What tips or advice do you have for success?
If you feel you want to make a change in your life, think about it. Don’t think, I’m too old or I can’t, because there’s always a way. That said, it’s not a good idea to make rash decisions. You have to think about it and cultivate it and take various steps towards it in a practical way. If you’ve got to pay your mortgage, you’ve got to pay your mortgage, but do something about it if you want to make a change.
What has been your biggest success or failure in business?
We’re quite proud of the deal we did with RS Components. I’m also very pleased that the business is still here and is going in the right direction and growing momentum.
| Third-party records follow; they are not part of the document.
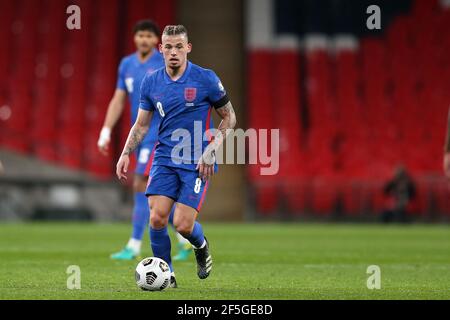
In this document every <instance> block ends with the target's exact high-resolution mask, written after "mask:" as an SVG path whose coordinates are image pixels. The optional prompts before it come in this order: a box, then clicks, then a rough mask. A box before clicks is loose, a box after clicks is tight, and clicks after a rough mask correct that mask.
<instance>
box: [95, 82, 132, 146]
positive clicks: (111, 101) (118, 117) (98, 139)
mask: <svg viewBox="0 0 450 320" xmlns="http://www.w3.org/2000/svg"><path fill="white" fill-rule="evenodd" d="M126 97H127V93H126V91H125V90H123V89H121V88H117V89H116V91H115V92H114V96H113V97H112V99H111V101H110V102H109V106H108V111H107V112H106V117H105V122H104V123H103V128H102V130H101V131H100V136H99V138H98V142H97V146H98V150H99V151H100V152H101V153H102V154H103V155H107V154H108V148H109V143H110V141H111V131H112V130H113V128H114V126H115V125H116V123H117V121H119V118H120V116H121V115H122V112H123V109H124V107H125V99H126Z"/></svg>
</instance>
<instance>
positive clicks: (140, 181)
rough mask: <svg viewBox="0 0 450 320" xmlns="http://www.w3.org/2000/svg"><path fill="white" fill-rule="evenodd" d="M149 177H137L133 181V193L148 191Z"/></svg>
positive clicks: (141, 176)
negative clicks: (145, 189)
mask: <svg viewBox="0 0 450 320" xmlns="http://www.w3.org/2000/svg"><path fill="white" fill-rule="evenodd" d="M147 179H148V178H147V177H145V176H139V175H137V176H135V177H134V181H133V191H134V192H145V189H147Z"/></svg>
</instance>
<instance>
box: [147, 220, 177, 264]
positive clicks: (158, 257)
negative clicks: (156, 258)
mask: <svg viewBox="0 0 450 320" xmlns="http://www.w3.org/2000/svg"><path fill="white" fill-rule="evenodd" d="M150 241H151V244H152V250H153V255H154V256H155V257H157V258H161V259H163V260H164V261H165V262H167V263H168V264H169V267H170V271H173V268H172V258H171V256H170V250H171V246H170V238H169V233H168V232H167V227H164V228H162V229H153V228H152V227H151V226H150Z"/></svg>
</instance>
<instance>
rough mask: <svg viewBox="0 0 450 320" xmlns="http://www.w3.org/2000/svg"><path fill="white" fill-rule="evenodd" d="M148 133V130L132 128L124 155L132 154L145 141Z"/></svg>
mask: <svg viewBox="0 0 450 320" xmlns="http://www.w3.org/2000/svg"><path fill="white" fill-rule="evenodd" d="M146 133H147V130H145V129H143V128H141V127H138V126H133V128H131V131H130V134H129V135H128V139H127V143H126V144H125V148H124V149H123V152H122V154H125V155H129V154H131V153H132V152H133V151H134V150H135V149H136V148H137V146H138V145H139V144H140V143H141V141H142V140H143V139H144V137H145V135H146Z"/></svg>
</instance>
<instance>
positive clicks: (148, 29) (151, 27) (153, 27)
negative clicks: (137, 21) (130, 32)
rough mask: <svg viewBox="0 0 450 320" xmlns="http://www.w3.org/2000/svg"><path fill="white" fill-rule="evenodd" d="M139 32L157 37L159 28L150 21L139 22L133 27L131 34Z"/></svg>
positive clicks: (139, 20) (157, 26) (134, 33)
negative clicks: (132, 30)
mask: <svg viewBox="0 0 450 320" xmlns="http://www.w3.org/2000/svg"><path fill="white" fill-rule="evenodd" d="M139 31H150V32H153V33H154V34H155V35H156V36H157V37H159V28H158V25H157V24H156V23H154V22H153V21H152V20H139V21H138V22H136V24H135V25H134V27H133V34H136V33H137V32H139Z"/></svg>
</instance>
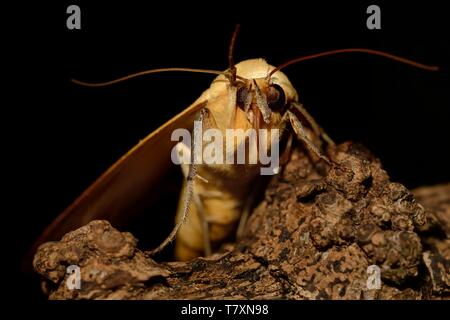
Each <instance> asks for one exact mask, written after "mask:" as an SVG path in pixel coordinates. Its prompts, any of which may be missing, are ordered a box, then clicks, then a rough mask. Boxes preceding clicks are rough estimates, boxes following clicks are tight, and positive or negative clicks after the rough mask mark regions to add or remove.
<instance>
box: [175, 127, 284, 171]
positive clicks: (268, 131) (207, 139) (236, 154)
mask: <svg viewBox="0 0 450 320" xmlns="http://www.w3.org/2000/svg"><path fill="white" fill-rule="evenodd" d="M193 139H194V141H193V143H192V137H191V133H190V132H189V131H188V130H186V129H176V130H174V131H173V132H172V137H171V140H172V141H179V143H178V144H177V145H176V146H175V147H174V148H173V149H172V153H171V158H172V162H173V163H175V164H191V163H194V164H257V163H259V164H261V165H262V167H261V169H260V172H261V175H273V174H276V173H278V171H279V163H280V161H279V158H280V157H279V141H280V132H279V130H278V129H271V130H267V129H259V130H255V129H248V130H246V131H244V130H243V129H226V130H225V135H224V134H223V133H222V131H221V130H219V129H207V130H204V131H203V130H202V125H201V121H195V122H194V138H193ZM191 146H193V149H194V150H193V154H192V151H191Z"/></svg>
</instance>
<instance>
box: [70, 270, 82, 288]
mask: <svg viewBox="0 0 450 320" xmlns="http://www.w3.org/2000/svg"><path fill="white" fill-rule="evenodd" d="M66 273H68V274H69V276H68V277H67V280H66V286H67V289H69V290H75V289H77V290H80V289H81V272H80V267H79V266H77V265H70V266H68V267H67V269H66Z"/></svg>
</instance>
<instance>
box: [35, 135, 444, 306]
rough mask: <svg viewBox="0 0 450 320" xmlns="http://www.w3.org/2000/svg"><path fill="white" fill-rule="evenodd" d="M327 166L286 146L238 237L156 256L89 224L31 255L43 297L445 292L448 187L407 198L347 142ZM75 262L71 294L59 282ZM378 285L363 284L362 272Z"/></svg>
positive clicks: (355, 296)
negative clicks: (288, 156)
mask: <svg viewBox="0 0 450 320" xmlns="http://www.w3.org/2000/svg"><path fill="white" fill-rule="evenodd" d="M327 153H328V156H329V157H330V159H331V160H332V162H333V165H331V166H328V165H326V164H324V163H322V162H320V163H316V162H314V161H312V160H311V158H310V157H309V156H308V155H307V154H305V153H304V152H302V151H301V150H299V149H296V150H295V151H294V152H293V153H292V155H291V159H290V161H289V162H288V164H287V165H286V166H285V167H284V170H283V171H282V172H281V173H280V174H279V175H277V176H275V177H274V178H273V179H272V181H271V182H270V184H269V186H268V187H267V190H266V191H265V197H264V200H263V201H262V202H261V203H260V204H259V205H258V206H257V207H256V208H255V209H254V212H253V213H252V215H251V217H250V219H249V221H248V224H247V228H246V232H245V237H244V238H243V239H241V240H240V241H239V242H237V243H229V244H226V245H224V246H223V247H222V249H221V250H220V251H219V252H217V253H215V254H213V255H212V256H210V257H207V258H197V259H194V260H192V261H189V262H165V263H157V262H155V261H154V260H152V259H151V258H149V257H147V256H146V254H145V253H144V252H143V251H141V250H140V249H138V248H137V247H136V245H137V240H136V239H135V238H134V237H133V235H131V234H130V233H126V232H119V231H118V230H116V229H114V228H113V227H112V226H111V225H110V224H109V223H108V222H106V221H92V222H90V223H89V224H87V225H86V226H84V227H82V228H80V229H78V230H75V231H73V232H70V233H68V234H66V235H65V236H64V237H63V238H62V239H61V241H58V242H51V243H47V244H44V245H43V246H41V247H40V248H39V250H38V252H37V253H36V255H35V259H34V268H35V270H36V271H37V272H38V273H39V274H40V275H41V276H42V277H43V279H44V280H43V281H44V284H45V286H44V287H45V288H46V290H45V291H46V293H47V294H48V296H49V298H50V299H441V298H448V297H449V292H450V291H449V288H450V281H449V261H450V242H449V233H450V185H449V184H447V185H441V186H436V187H434V188H423V189H418V190H417V191H416V192H415V194H416V196H415V195H414V193H413V192H411V191H409V190H408V189H407V188H406V187H404V186H403V185H401V184H399V183H395V182H391V181H390V179H389V176H388V174H387V173H386V171H384V170H383V168H382V166H381V163H380V161H379V160H378V159H377V158H375V157H374V156H373V155H371V154H370V152H368V151H367V150H366V149H365V148H364V147H362V146H360V145H357V144H353V143H350V142H347V143H343V144H341V145H339V146H337V147H334V148H329V150H328V151H327ZM72 264H75V265H78V266H80V268H81V283H82V285H81V289H80V290H69V289H68V288H67V286H66V285H65V281H66V280H67V277H68V275H67V274H66V272H65V270H66V267H67V266H68V265H72ZM369 266H377V267H378V268H379V270H380V271H381V274H380V275H381V287H380V288H373V287H371V286H370V285H369V286H368V277H369V273H368V268H369Z"/></svg>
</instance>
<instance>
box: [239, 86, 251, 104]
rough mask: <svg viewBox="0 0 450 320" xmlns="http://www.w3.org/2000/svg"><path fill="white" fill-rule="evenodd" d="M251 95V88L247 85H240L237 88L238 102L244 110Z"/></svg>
mask: <svg viewBox="0 0 450 320" xmlns="http://www.w3.org/2000/svg"><path fill="white" fill-rule="evenodd" d="M249 95H250V90H248V89H247V88H246V87H245V86H242V87H239V88H238V89H237V94H236V104H237V106H238V107H239V108H241V109H242V110H244V109H245V107H246V105H247V104H248V101H247V100H248V99H249Z"/></svg>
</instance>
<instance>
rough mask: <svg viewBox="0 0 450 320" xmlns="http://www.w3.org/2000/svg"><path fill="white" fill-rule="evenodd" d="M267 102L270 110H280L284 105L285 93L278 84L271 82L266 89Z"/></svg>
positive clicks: (285, 94) (279, 111) (278, 111)
mask: <svg viewBox="0 0 450 320" xmlns="http://www.w3.org/2000/svg"><path fill="white" fill-rule="evenodd" d="M267 104H268V105H269V108H270V109H271V110H272V111H275V112H281V111H283V109H284V107H285V105H286V94H285V93H284V90H283V88H281V87H280V86H279V85H278V84H272V85H270V86H269V88H268V90H267Z"/></svg>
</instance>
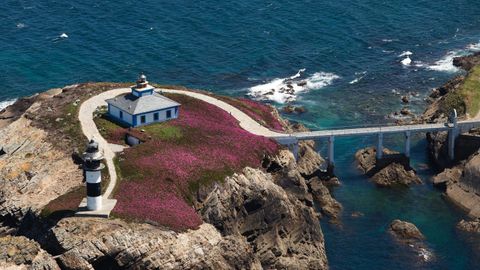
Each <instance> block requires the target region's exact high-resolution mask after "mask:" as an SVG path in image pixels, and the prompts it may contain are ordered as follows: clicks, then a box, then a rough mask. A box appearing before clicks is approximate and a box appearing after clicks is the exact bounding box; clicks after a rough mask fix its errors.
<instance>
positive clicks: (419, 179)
mask: <svg viewBox="0 0 480 270" xmlns="http://www.w3.org/2000/svg"><path fill="white" fill-rule="evenodd" d="M383 154H384V156H383V158H382V159H381V160H377V159H376V149H375V148H373V147H369V148H365V149H361V150H359V151H357V153H356V154H355V158H356V160H357V162H358V168H359V169H361V170H362V171H363V172H364V173H365V174H366V175H367V176H370V177H372V180H373V181H374V182H375V184H377V185H378V186H382V187H390V186H396V185H402V186H409V185H410V184H421V183H422V180H420V178H419V177H418V176H417V175H416V173H415V170H413V169H412V168H411V167H410V165H409V159H408V158H407V157H405V155H403V154H400V153H398V152H394V151H391V150H389V149H386V148H385V149H384V150H383Z"/></svg>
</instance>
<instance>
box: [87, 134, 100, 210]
mask: <svg viewBox="0 0 480 270" xmlns="http://www.w3.org/2000/svg"><path fill="white" fill-rule="evenodd" d="M102 160H103V152H102V151H100V150H99V148H98V142H96V141H95V140H93V139H92V140H90V142H89V143H88V145H87V149H86V151H85V153H83V161H84V165H83V172H84V178H85V182H86V184H87V208H88V210H91V211H96V210H100V209H101V208H102V186H101V182H102V173H101V170H102V169H103V168H105V166H104V165H103V164H102Z"/></svg>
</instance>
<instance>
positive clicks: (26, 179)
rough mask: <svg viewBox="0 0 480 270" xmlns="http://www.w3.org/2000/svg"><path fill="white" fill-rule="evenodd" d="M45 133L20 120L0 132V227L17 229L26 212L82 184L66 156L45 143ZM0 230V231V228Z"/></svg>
mask: <svg viewBox="0 0 480 270" xmlns="http://www.w3.org/2000/svg"><path fill="white" fill-rule="evenodd" d="M47 136H48V134H47V133H46V132H45V131H43V130H41V129H38V128H36V127H34V126H32V124H31V121H30V120H28V119H26V118H20V119H18V120H17V121H15V122H13V123H12V124H10V125H9V126H7V127H5V128H3V129H1V130H0V145H2V146H4V150H5V154H3V155H2V156H0V227H3V230H9V229H8V228H14V227H18V226H19V225H20V224H21V222H22V220H23V217H24V216H25V215H26V214H27V213H29V212H38V211H39V210H40V209H41V208H42V207H43V206H44V205H46V204H47V203H48V202H49V201H50V200H53V199H54V198H56V197H58V196H59V195H62V194H64V193H66V192H68V191H69V190H70V189H71V188H73V187H75V186H78V185H80V184H81V183H82V173H81V170H79V169H78V165H76V164H75V163H74V162H73V161H72V159H71V157H70V156H68V155H67V154H65V153H63V152H61V151H57V150H56V149H55V147H54V146H53V145H52V144H51V143H50V142H48V138H47ZM0 231H1V229H0Z"/></svg>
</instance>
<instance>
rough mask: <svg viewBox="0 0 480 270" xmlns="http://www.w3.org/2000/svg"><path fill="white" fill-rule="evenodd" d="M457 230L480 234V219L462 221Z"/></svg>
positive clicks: (463, 219) (468, 232) (459, 224)
mask: <svg viewBox="0 0 480 270" xmlns="http://www.w3.org/2000/svg"><path fill="white" fill-rule="evenodd" d="M457 229H459V230H461V231H464V232H468V233H476V234H480V219H476V220H465V219H462V220H461V221H460V222H458V223H457Z"/></svg>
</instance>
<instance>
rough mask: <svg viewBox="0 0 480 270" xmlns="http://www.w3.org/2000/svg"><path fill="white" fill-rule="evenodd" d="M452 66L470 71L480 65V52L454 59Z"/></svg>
mask: <svg viewBox="0 0 480 270" xmlns="http://www.w3.org/2000/svg"><path fill="white" fill-rule="evenodd" d="M453 65H454V66H456V67H460V68H462V69H464V70H466V71H470V70H471V69H472V68H473V67H474V66H476V65H480V52H476V53H474V54H470V55H466V56H460V57H455V58H454V59H453Z"/></svg>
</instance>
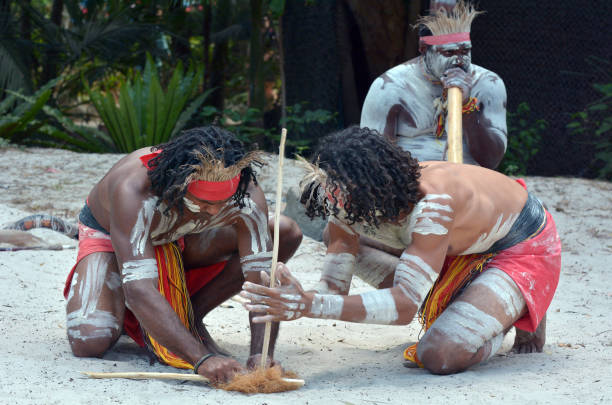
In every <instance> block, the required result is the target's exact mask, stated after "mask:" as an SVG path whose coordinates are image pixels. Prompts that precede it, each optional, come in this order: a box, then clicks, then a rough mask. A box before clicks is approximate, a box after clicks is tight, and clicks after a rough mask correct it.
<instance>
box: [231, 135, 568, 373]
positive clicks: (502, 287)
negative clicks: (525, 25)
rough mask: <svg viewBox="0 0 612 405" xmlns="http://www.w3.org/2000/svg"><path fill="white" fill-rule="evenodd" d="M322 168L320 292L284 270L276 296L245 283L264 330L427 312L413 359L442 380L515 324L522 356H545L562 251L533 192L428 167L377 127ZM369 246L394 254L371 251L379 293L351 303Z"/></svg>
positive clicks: (487, 352) (316, 184) (490, 354)
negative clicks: (388, 137)
mask: <svg viewBox="0 0 612 405" xmlns="http://www.w3.org/2000/svg"><path fill="white" fill-rule="evenodd" d="M312 161H313V162H314V164H310V168H311V173H310V174H309V175H308V176H307V177H306V178H305V179H304V182H303V185H304V189H303V193H302V202H303V203H305V205H306V209H307V212H308V213H309V215H311V216H315V215H322V216H327V217H329V231H330V242H329V246H328V250H327V255H326V257H325V261H324V263H323V274H322V277H321V283H320V286H319V288H318V291H315V292H312V291H309V292H305V291H304V290H303V289H302V287H301V285H300V283H299V282H298V281H297V280H296V279H295V278H294V277H293V276H292V275H291V273H290V272H289V269H288V268H287V267H286V266H284V265H280V266H279V271H278V273H279V275H278V278H279V281H280V284H279V286H278V287H277V288H267V287H264V286H262V285H256V284H254V283H250V282H246V283H245V284H244V286H243V290H244V291H243V292H242V293H241V294H242V295H243V296H244V297H245V298H247V299H249V300H250V303H248V304H246V307H247V309H249V310H250V311H254V312H258V313H260V312H264V311H265V312H267V315H265V316H258V317H255V318H254V319H253V321H254V322H264V321H287V320H293V319H298V318H300V317H302V316H306V317H311V318H326V319H339V320H343V321H348V322H363V323H376V324H389V325H405V324H408V323H410V322H412V320H413V319H414V317H415V315H416V313H417V311H419V309H420V318H421V320H422V322H423V324H424V328H425V330H426V333H425V334H424V335H423V337H422V338H421V340H420V341H419V342H418V344H417V345H413V346H411V347H409V348H408V349H406V351H405V352H404V357H405V358H406V359H407V360H410V361H412V362H413V363H414V364H418V365H420V366H421V367H424V368H426V369H427V370H429V371H430V372H432V373H436V374H449V373H456V372H460V371H463V370H465V369H467V368H468V367H470V366H473V365H475V364H479V363H482V362H484V361H487V360H488V359H489V358H491V357H492V356H493V355H495V353H496V352H497V350H498V349H499V348H500V346H501V344H502V341H503V338H504V335H505V333H506V332H507V331H508V330H509V329H510V328H511V327H512V326H513V325H514V326H516V328H517V338H516V341H515V349H516V350H517V351H519V352H532V351H542V347H543V345H544V341H545V315H546V310H547V308H548V306H549V305H550V302H551V300H552V298H553V294H554V292H555V289H556V287H557V283H558V280H559V272H560V266H561V243H560V240H559V236H558V235H557V231H556V228H555V223H554V221H553V219H552V217H551V215H550V214H549V213H548V212H547V211H546V210H545V209H544V207H543V206H542V204H541V202H540V201H539V200H538V199H537V198H536V197H534V196H533V195H532V194H530V193H528V192H527V191H526V188H525V185H524V183H522V182H521V181H515V180H513V179H510V178H508V177H506V176H504V175H502V174H500V173H497V172H495V171H492V170H489V169H485V168H481V167H477V166H473V165H463V164H455V163H448V162H421V163H419V162H418V161H417V160H416V159H413V158H412V157H411V156H410V153H409V152H405V151H403V150H401V149H400V148H398V147H397V146H395V145H393V144H392V143H391V142H390V141H388V140H387V139H385V138H384V137H381V136H380V135H379V134H378V133H377V132H376V131H373V130H370V129H367V128H357V127H351V128H348V129H345V130H343V131H340V132H338V133H336V134H333V135H331V136H328V137H327V138H325V139H324V140H322V142H321V146H320V148H319V150H318V151H317V152H316V153H315V155H314V157H313V160H312ZM360 236H367V237H368V238H370V239H373V240H375V241H377V242H380V243H381V244H382V245H385V246H388V247H390V248H388V249H387V251H386V252H383V251H381V250H379V251H374V250H372V252H376V253H375V254H376V255H377V256H376V257H373V258H370V263H375V262H377V261H378V262H379V263H381V265H380V266H378V267H376V266H372V267H371V269H370V272H372V273H379V274H377V275H376V277H377V278H381V279H382V280H383V281H382V282H381V283H380V285H379V289H378V290H373V291H368V292H365V293H362V294H355V295H348V294H349V288H350V284H351V279H352V276H353V271H354V269H355V267H356V266H355V261H356V259H355V258H356V256H357V254H358V253H359V249H360V244H359V238H360ZM359 276H360V277H362V278H364V279H367V278H368V277H371V276H372V275H371V274H367V272H366V271H364V272H363V273H362V274H359ZM264 278H265V277H264ZM264 284H265V280H264Z"/></svg>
In terms of my own successes in business, at Dublin Bus I was brought in to make the company more commercially successful and I helped it to achieve significant cost savings and offer a better quality service.
As regards failures, it didn’t really work when I went out as a coach. It’s hard to get business as an independent. But it taught me that even if you want a change, it may be wise to look to go on a four-day week if you can.
What are your plans for the future?
I’d like to be in a position where I could re-invest in another company or become an investor. I really liked working in multinationals, but I value the fact that we’re starting to develop a culture now in Ireland where we’re creating our businesses. I’m passionate about the start-up culture and I’m also passionate about women getting more involved. I guess I’d ultimately like to invest in female-led businesses orbusinesses where there is a good female presence.
What are your interests outside of work?
I like running. I live in Connemara and I love the countryside and getting out and in touch with nature. I like to do a bit of cooking. And, I love the whole area of self improvement and working on the subconscious.